Overcoming challenges: AI implementation in small and medium healthcare practices

According to a recent Health IT Analytics report, large HCOs are more likely to embrace numerous AI solutions. However, the cost of implementing AI in healthcare can be a hindrance for small and medium practices, potentially limiting its adoption. Additionally, research indicates that healthcare startups venturing into AI often undergo greater scrutiny from clinical stakeholders who question the credibility of these startups and their solutions.

Small and medium players can overcome challenges in AI implementation by collaborating with partners that focus on developing cost-effective, scalable solutions that ensure regulatory compliance, adopt a user-centered design, and prioritize data security and privacy.

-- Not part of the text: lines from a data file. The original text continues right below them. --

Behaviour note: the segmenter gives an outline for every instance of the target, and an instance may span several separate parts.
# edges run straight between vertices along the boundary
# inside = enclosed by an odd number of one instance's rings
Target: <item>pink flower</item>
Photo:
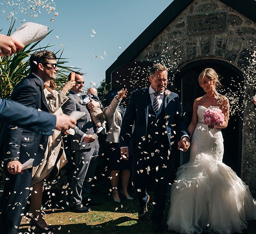
[[[204,112],[202,122],[204,124],[220,126],[225,121],[225,116],[222,111],[217,108],[208,109]]]

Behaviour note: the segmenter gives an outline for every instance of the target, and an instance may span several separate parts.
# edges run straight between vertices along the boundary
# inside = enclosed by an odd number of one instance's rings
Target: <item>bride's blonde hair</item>
[[[219,80],[219,76],[212,68],[206,68],[200,73],[198,78],[198,81],[200,85],[202,84],[203,80],[205,77],[215,81],[215,88],[222,87],[222,85]]]

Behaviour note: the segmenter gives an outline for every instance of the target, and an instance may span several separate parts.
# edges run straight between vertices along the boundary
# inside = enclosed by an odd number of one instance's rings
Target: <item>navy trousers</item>
[[[146,149],[146,152],[134,155],[132,181],[139,205],[142,207],[146,205],[147,199],[146,188],[147,182],[150,175],[153,174],[154,198],[151,219],[154,223],[159,223],[163,217],[167,188],[172,171],[170,161],[168,159],[168,149],[158,146],[156,143],[150,146],[148,146],[144,148]],[[157,149],[158,151],[155,152]],[[150,198],[151,201],[152,198]]]

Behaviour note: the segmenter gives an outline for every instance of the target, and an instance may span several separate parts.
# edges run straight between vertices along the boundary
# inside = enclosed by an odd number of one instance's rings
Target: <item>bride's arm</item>
[[[193,115],[192,116],[192,120],[191,120],[190,124],[189,125],[188,128],[188,130],[190,134],[191,138],[193,133],[196,128],[196,125],[197,124],[198,121],[198,117],[197,117],[197,106],[198,106],[198,102],[197,99],[196,99],[194,101],[194,104],[193,105]]]
[[[221,109],[222,113],[225,115],[225,121],[220,126],[215,126],[216,128],[225,128],[228,126],[228,123],[229,118],[229,103],[228,99],[225,96],[223,96]]]

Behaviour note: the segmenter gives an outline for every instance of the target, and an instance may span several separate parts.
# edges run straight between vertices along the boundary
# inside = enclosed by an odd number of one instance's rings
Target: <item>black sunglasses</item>
[[[81,85],[81,84],[83,84],[83,85],[84,83],[84,81],[76,81],[76,83],[78,85]]]
[[[55,69],[56,67],[57,67],[58,66],[58,64],[57,64],[57,63],[52,63],[51,62],[47,62],[45,63],[44,63],[44,65],[45,66],[46,65],[47,65],[47,64],[51,65],[51,67],[50,67],[50,68],[51,69],[52,69],[53,70],[53,69]]]

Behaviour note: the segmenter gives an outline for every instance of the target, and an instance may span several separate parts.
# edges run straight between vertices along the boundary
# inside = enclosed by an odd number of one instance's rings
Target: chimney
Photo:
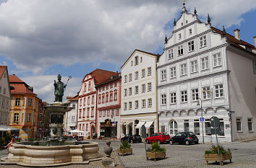
[[[240,30],[236,29],[233,30],[235,34],[235,38],[236,38],[238,40],[240,40]]]

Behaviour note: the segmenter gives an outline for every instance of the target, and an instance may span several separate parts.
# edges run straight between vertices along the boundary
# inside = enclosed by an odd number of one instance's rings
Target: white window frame
[[[201,58],[201,69],[202,71],[209,68],[209,57],[205,56]]]
[[[170,76],[171,79],[176,78],[176,66],[170,68]]]
[[[219,84],[214,86],[215,98],[221,98],[224,97],[223,84]]]
[[[171,104],[176,103],[176,92],[170,93],[170,101],[171,101]]]
[[[181,102],[187,102],[187,92],[183,90],[181,92]]]
[[[181,68],[181,76],[187,75],[187,63],[183,63],[180,65]]]
[[[207,39],[206,35],[202,36],[199,38],[200,43],[200,48],[204,48],[207,46]]]

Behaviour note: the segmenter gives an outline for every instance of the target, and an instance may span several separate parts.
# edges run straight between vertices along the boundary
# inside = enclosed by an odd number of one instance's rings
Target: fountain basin
[[[63,146],[33,146],[14,143],[3,161],[20,165],[47,167],[82,163],[100,159],[98,143]]]

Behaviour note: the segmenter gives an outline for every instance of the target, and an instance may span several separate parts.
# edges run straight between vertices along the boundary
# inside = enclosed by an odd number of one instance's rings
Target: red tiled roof
[[[7,66],[0,66],[0,79],[1,78],[1,76],[4,74],[4,70],[7,68]]]
[[[88,74],[90,74],[93,76],[95,81],[95,84],[98,85],[101,84],[104,81],[110,79],[111,76],[118,76],[119,72],[114,72],[107,70],[97,68],[93,71],[89,73]],[[85,76],[85,78],[87,75]],[[85,78],[83,79],[83,80],[85,80]]]
[[[217,33],[221,35],[223,35],[223,31],[221,31],[221,30],[218,30],[214,27],[212,27],[212,29],[216,32]],[[234,37],[233,35],[229,35],[229,33],[226,33],[226,39],[227,39],[227,41],[229,43],[231,43],[233,45],[235,45],[236,46],[238,46],[239,48],[242,48],[239,45],[245,45],[247,47],[249,47],[250,48],[254,48],[255,46],[245,42],[245,41],[243,41],[242,40],[237,40],[236,38],[235,38],[235,37]]]

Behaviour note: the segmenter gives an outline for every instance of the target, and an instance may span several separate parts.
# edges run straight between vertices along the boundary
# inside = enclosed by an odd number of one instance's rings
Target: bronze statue
[[[64,89],[66,89],[67,84],[64,84],[61,81],[61,76],[58,75],[58,81],[56,82],[54,80],[54,94],[55,94],[55,101],[62,102],[62,97],[64,95]]]

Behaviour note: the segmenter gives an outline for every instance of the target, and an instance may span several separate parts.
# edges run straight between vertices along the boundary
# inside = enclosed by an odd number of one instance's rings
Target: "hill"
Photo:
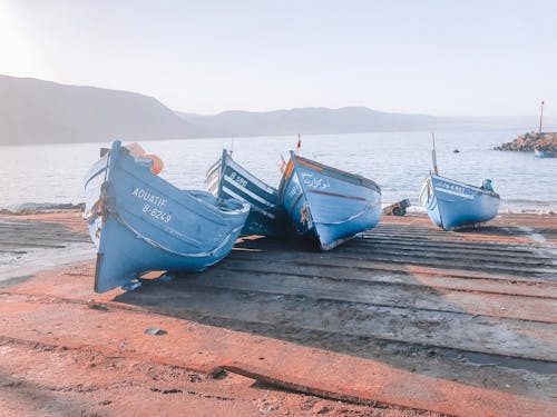
[[[0,76],[0,145],[203,135],[153,97]]]
[[[307,107],[266,112],[225,111],[215,116],[178,113],[185,120],[219,136],[356,133],[367,131],[422,130],[450,123],[424,115],[387,113],[365,107],[329,109]]]

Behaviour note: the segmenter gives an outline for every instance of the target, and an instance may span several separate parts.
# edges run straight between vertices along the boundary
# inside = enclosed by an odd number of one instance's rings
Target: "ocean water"
[[[491,150],[524,130],[439,131],[436,133],[439,173],[480,185],[492,180],[501,196],[501,211],[557,211],[557,159],[534,153]],[[272,186],[280,181],[281,155],[287,160],[297,138],[252,137],[145,141],[149,153],[163,158],[162,177],[186,189],[204,189],[207,168],[223,148]],[[82,179],[109,143],[0,147],[0,208],[84,201]],[[460,153],[453,153],[458,148]],[[302,155],[360,173],[382,187],[383,203],[418,193],[431,168],[431,133],[374,132],[302,137]]]

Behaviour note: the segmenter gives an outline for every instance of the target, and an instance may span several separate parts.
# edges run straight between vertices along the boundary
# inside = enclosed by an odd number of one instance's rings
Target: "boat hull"
[[[177,189],[153,175],[149,161],[116,141],[106,168],[89,171],[86,218],[98,247],[97,292],[152,270],[203,270],[228,255],[247,218],[247,205]]]
[[[426,181],[420,199],[431,221],[444,230],[489,221],[497,216],[500,202],[496,192],[436,175]]]
[[[363,177],[291,151],[280,188],[296,230],[330,250],[374,227],[381,218],[381,189]]]
[[[555,150],[534,149],[534,156],[536,158],[557,158],[557,152]]]
[[[221,159],[208,169],[205,183],[216,197],[250,203],[243,236],[278,237],[292,232],[277,190],[237,163],[225,149]]]

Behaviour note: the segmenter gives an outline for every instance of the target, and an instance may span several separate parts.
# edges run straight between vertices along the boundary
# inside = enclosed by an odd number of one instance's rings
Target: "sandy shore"
[[[105,295],[77,211],[0,228],[0,415],[557,415],[557,216],[246,240]]]

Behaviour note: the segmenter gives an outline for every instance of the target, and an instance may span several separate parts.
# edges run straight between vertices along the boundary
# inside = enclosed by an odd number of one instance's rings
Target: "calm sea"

The expanding role of AI in healthcare holds promise for purpose-driven solutions to meet various business needs, including tailored systems that ensure patient safety, accelerate, and personalize treatment and adherence to medical protocols.

However, as AI technology grows, HCOs are expected to face increased regulatory scrutiny. Balancing innovation and regulation with the right vendor and tools will be crucial for maximizing the potential of AI in healthcare.